FEATURE SELECTION FOR THE PREDICTION OF TROPOSPHERIC OZONE CONCENTRATION USING A WRAPPER METHOD


Sakar C. O., Demir G., Kursun O., Ozdemir H., Altay G., Yalcin S.

INTELLIGENT AUTOMATION AND SOFT COMPUTING, cilt.17, sa.4, ss.403-413, 2011 (SCI-Expanded) identifier identifier

  • Yayın Türü: Makale / Tam Makale
  • Cilt numarası: 17 Sayı: 4
  • Basım Tarihi: 2011
  • Doi Numarası: 10.1080/10798587.2011.10643157
  • Dergi Adı: INTELLIGENT AUTOMATION AND SOFT COMPUTING
  • Derginin Tarandığı İndeksler: Science Citation Index Expanded (SCI-EXPANDED), Scopus
  • Sayfa Sayıları: ss.403-413
  • Anahtar Kelimeler: Air pollution forecasting, variable sensitivity analysis, backward elimination, meteorological factors, artificial neural networks, Istanbul, Turkey, NEURAL-NETWORK, HYDROCARBONS
  • İstanbul Teknik Üniversitesi Adresli: Hayır

Özet

High concentrations of ozone (O-3) in the lower troposphere increase global warming, and thus affect climatic conditions and human health. Especially in metropolitan cities like Istanbul, ozone level approximates to security levels that may threaten human health. Therefore, there are many research efforts on building accurate ozone prediction models to develop public warning strategies. The goal of this study is to construct a tropospheric (ground) ozone prediction model and analyze the effectiveness of air pollutant and meteorological variables in ozone prediction using artificial neural networks (ANNs).
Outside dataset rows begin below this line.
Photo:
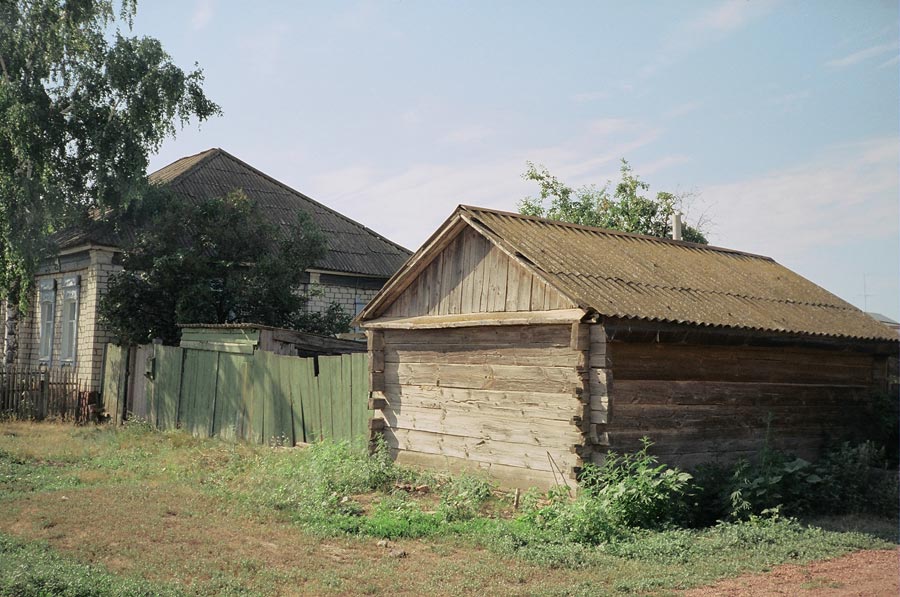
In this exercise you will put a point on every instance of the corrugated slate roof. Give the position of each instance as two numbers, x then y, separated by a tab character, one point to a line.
352	248
626	275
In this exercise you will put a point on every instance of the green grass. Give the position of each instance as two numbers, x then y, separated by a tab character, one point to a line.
140	512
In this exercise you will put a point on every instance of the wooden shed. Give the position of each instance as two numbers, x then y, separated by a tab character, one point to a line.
526	347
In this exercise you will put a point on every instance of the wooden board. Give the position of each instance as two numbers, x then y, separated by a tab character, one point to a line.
198	392
484	377
167	384
684	362
479	450
549	434
471	275
462	402
478	354
295	376
360	413
514	335
329	380
228	395
506	476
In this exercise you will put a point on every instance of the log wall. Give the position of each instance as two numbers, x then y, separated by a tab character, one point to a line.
499	399
702	402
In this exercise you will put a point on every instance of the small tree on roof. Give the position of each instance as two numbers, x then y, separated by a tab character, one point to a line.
211	261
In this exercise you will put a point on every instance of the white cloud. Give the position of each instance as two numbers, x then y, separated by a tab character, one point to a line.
710	26
645	169
683	109
264	48
890	62
468	134
789	101
607	126
730	15
408	205
203	14
845	196
862	55
589	96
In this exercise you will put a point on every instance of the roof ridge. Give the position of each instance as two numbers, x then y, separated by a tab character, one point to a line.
679	243
241	162
725	293
210	153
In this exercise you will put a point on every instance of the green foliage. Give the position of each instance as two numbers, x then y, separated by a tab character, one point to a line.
81	107
627	491
463	496
625	208
215	260
32	569
848	479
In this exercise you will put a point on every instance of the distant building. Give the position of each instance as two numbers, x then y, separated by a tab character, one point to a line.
894	325
62	328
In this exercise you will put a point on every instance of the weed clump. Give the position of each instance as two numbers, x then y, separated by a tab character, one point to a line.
626	492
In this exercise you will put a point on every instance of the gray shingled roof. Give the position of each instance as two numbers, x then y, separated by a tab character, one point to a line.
352	248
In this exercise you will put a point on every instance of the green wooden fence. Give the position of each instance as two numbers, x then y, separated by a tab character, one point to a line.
260	397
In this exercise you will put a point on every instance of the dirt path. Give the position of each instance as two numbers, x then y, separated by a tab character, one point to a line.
863	574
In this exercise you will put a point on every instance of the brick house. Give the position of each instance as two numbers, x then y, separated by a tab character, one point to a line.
62	327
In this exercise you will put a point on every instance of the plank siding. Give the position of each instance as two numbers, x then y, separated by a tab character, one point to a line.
471	275
703	402
495	398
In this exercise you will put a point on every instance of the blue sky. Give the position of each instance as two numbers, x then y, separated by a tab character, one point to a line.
781	117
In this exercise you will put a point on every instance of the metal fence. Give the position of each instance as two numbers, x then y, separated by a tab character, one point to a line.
33	393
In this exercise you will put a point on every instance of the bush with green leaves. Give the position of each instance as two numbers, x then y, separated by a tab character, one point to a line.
627	491
847	479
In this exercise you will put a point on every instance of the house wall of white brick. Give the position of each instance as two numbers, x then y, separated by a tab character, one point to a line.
352	293
94	266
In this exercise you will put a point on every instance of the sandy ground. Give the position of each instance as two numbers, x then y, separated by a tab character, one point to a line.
863	574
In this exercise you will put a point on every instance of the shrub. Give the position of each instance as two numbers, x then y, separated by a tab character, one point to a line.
635	490
463	496
627	491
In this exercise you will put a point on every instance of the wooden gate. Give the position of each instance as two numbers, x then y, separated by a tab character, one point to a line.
259	397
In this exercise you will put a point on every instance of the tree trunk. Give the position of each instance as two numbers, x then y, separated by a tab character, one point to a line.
10	343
The air pollutant and meteorological variables used in ANN modeling are taken from monitoring stations located in Istanbul. The effectiveness of each input feature is determined by using backward elimination method which utilizes the constructed ANN model as an evaluation function. The obtained results point out that outdoor temperature (OT) and solar irradiation (Si) are the most important input features of meteorological variables, and total hydrocarbons (THC), nitrogen dioxide (NO2) and nitric oxide (NO) are those of air pollutant variables. The subset of parameters found by backward elimination feature selection method that provides the maximum prediction accuracy is obtained with six input features which are OT, SI, NO2, THC, NO, and sulfur dioxide (SO2) for both validation and test sets.